I deserve it, too. I've eaten too much, I've eaten the wrong things. I've regressed and turned back into the person I was when I started this blog, a person who blockades feelings with food, a person who eats feelings for lunch and dinner. (But weirdly, not breakfast. I'm not awake enough at breakfast to be aware of my feelings, I guess.)
I don't know what to do. Wait. I do know what to do. I need to eat less, exercise more. I need to write about it.
I don't know more than that, but I know that. I think writing helped me untangle myself from the mess I'd gotten into and now that I'm tangled up again, I put my trust in writing again.
This is what I think. I think that success for me involves no cheating, no exceptions, no coddling myself.
I really, really, really hate how I look.
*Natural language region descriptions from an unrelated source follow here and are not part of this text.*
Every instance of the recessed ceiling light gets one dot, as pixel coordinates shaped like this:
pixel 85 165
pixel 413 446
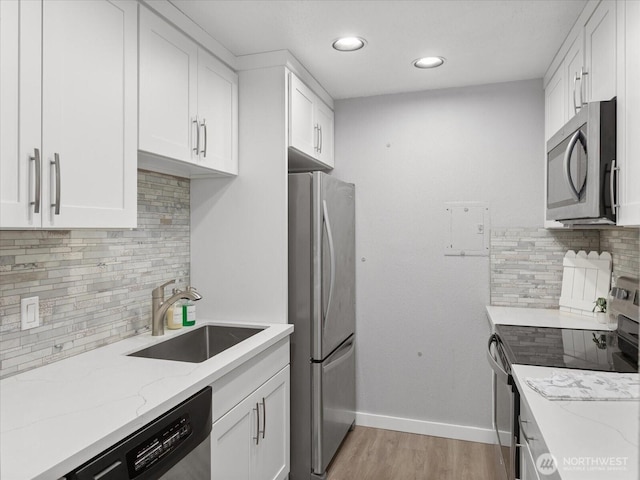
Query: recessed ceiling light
pixel 428 62
pixel 349 44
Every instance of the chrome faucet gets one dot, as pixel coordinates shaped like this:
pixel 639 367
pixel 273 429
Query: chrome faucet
pixel 159 305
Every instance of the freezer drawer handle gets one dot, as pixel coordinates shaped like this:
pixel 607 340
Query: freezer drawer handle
pixel 332 256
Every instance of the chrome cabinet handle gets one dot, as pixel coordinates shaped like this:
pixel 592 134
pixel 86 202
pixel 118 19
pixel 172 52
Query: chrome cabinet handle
pixel 56 165
pixel 613 184
pixel 36 158
pixel 204 150
pixel 583 72
pixel 332 258
pixel 567 163
pixel 257 437
pixel 197 146
pixel 264 417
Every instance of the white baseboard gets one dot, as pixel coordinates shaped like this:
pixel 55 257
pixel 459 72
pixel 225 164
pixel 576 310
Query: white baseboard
pixel 422 427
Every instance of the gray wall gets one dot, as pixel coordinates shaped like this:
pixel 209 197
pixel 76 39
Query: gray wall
pixel 420 320
pixel 94 285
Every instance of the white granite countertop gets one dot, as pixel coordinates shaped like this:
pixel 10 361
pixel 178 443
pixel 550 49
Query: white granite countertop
pixel 576 431
pixel 581 433
pixel 543 317
pixel 54 418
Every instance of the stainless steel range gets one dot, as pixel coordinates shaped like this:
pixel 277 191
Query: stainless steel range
pixel 601 350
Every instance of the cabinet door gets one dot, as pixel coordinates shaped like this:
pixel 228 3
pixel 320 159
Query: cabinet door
pixel 573 66
pixel 89 118
pixel 555 103
pixel 324 119
pixel 217 114
pixel 271 461
pixel 600 50
pixel 232 440
pixel 20 77
pixel 168 89
pixel 303 132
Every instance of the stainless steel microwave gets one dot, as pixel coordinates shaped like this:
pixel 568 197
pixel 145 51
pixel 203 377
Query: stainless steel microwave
pixel 581 167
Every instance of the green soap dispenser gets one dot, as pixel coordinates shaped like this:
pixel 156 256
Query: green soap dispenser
pixel 189 312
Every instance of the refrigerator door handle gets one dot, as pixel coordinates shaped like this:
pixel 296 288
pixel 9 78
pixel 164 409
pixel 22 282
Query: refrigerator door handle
pixel 345 351
pixel 332 257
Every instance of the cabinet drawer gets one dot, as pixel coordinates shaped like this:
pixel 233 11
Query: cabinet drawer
pixel 236 385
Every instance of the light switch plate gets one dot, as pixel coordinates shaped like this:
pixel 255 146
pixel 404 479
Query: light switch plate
pixel 30 312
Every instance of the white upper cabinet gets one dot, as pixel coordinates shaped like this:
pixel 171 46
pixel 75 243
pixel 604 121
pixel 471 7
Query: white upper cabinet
pixel 555 103
pixel 574 70
pixel 20 115
pixel 168 86
pixel 324 118
pixel 628 113
pixel 599 61
pixel 587 71
pixel 310 129
pixel 600 53
pixel 303 129
pixel 218 114
pixel 188 103
pixel 72 163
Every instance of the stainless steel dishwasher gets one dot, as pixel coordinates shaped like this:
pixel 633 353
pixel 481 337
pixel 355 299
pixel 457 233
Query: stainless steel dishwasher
pixel 174 446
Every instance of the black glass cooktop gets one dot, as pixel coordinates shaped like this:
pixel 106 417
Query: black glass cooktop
pixel 564 348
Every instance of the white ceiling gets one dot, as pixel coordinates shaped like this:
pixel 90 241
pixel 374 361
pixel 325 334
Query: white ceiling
pixel 484 41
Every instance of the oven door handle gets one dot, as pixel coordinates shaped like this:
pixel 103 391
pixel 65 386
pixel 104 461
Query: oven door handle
pixel 495 366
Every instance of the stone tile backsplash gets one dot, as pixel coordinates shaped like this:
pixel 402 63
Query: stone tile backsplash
pixel 624 245
pixel 94 286
pixel 526 263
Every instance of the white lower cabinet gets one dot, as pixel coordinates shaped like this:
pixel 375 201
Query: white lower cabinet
pixel 250 434
pixel 251 441
pixel 527 465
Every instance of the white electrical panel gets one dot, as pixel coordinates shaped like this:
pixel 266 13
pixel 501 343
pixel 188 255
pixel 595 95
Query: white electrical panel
pixel 468 228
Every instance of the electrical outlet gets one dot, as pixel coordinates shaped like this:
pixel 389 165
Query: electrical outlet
pixel 30 312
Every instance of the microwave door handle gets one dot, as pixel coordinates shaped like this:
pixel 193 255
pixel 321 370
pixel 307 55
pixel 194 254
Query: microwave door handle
pixel 499 371
pixel 567 164
pixel 613 186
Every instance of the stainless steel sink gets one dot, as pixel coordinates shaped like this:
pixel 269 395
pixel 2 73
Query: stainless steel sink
pixel 198 345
I hate how I feel. I hate my clothes, I hate my hair. I hate everything, really. I am in a mood.
What came first? The mood or the binge? The mood prompts me to binge. The binge puts me in a dark mood. It's a horrible circle and the only thing to do is grab ahold of it and wrench it into submission. All I know is that I have to cut sugar. It has to be complete, absolute, no half-hearted attempt. Otherwise, sugar wins.
I hesitate to post this. I'm kind of thinking about saving it until tomorrow. Maybe I will have a change of heart by morning.
It's embarrassing to be fat again. Everyone maintains a tactful silence on the subject, of course, but I can hear their thoughts. Oh, she looks so heavy. What a shame. She gained that weight back. I know. People so easily discuss your weight loss with you, but never your weight gain. It would almost be a relief to discuss the weight gain--then I could explain about my crazy year, about my full-time job, about the reasons I stopped exercising, which seem valid, yet, really? Let's talk priorities.
I fell off my priority list. I'm not entirely sure I still have a spot on my list, but I have to push myself back up on the list. My back hurts. My clothes don't fit. My jaw has been replaced by an extra chin. I hate it. I hate how I look. Hate. Hate. Hate.
Okay. Well. I guess I'll be here again sooner rather than later. I can't face another season of being fat.